The Winners Are In!

If/When/How, the Center for Reproductive Rights, and the Center on Reproductive Rights and Justice at UC Berkeley School of Law are pleased to announce the winners of the thirteenth annual Sarah Weddington Writing Prize for New Student Scholarship in Reproductive Rights Law. Congratulations!

  • First place: “Borders Across Bodies: Assessing the Balance of Expanding SCHIP Coverage at the Expense of Advancing Fetal Personhood,” by Hailey Cleek, 2019 J.D. Candidate at Wake Forest University School of Law.
  • Second place: “Harris & Whole Women’s Health Collide: No Funding Provisions Unduly Burden Abortion Access,” by Alisha Pat­ton, 2019 J.D. Candidate at UC Hastings College of the Law.
  • Third place: “(In)Accessing Reproductive Health Information and Care: The Unique Challenges Facing Individuals with Disabilities,” by Katie Cox, 2019 J.D. Candidate at University of Utah S.J. Quinney College of Law.
  • Honorable mention: “Intimate Terrorism: Toxic Masculinity, Domestic Violence, and Mass Shootings,” by Kimya Forouzan, 2018 J.D. Candidate at Temple University Beasley School of Law.

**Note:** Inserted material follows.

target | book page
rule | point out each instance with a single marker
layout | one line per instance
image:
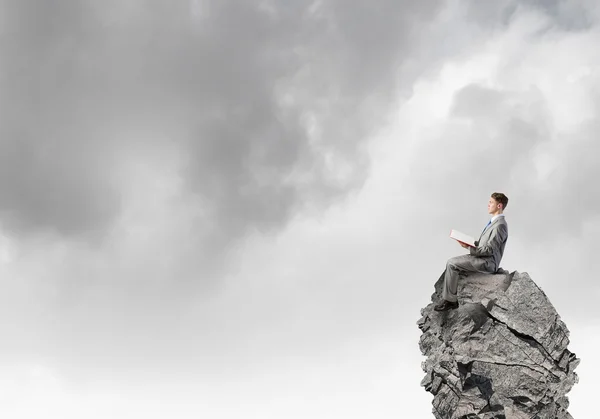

The Sarah Weddington Writing Prize encourages innovative analysis and advocacy in writing about reproductive rights and justice issues. We encourage writing that amplifies lesser heard voices, applies an intersectional, reproductive justice lens to legal thinking, offers anti-essentialist analysis, and suggests innovative solutions that take into account the practical realities and lived experiences of the people affected by the various forms of subordination and reproductive oppression in the United States. The suggested theme for 2018 was “Immigration is a Reproductive Justice Issue.”

The first-place winning submission has a presumption of publishability and will receive expedited review by the UC Berkeley Journal of Gender, Law & Justice. Winning authors will also receive cash prizes of $750, $500, or $250 and a copy of Cases on Reproductive Rights and Justice.

If/When/How thanks everyone who submitted an entry this year. There were many wonderful articles that exhibited exceptional writing and research and profound understanding and analysis of reproductive rights and justice.

If/When/How is also grateful to the Center for Reproductive Rights and the Center on Reproductive Rights and Justice for co-sponsoring the writing prize, the preliminary readers and academic judges for their hard work and thoughtful evaluation, and the Berkeley Journal of Gender, Law & Justice for promoting student scholarship.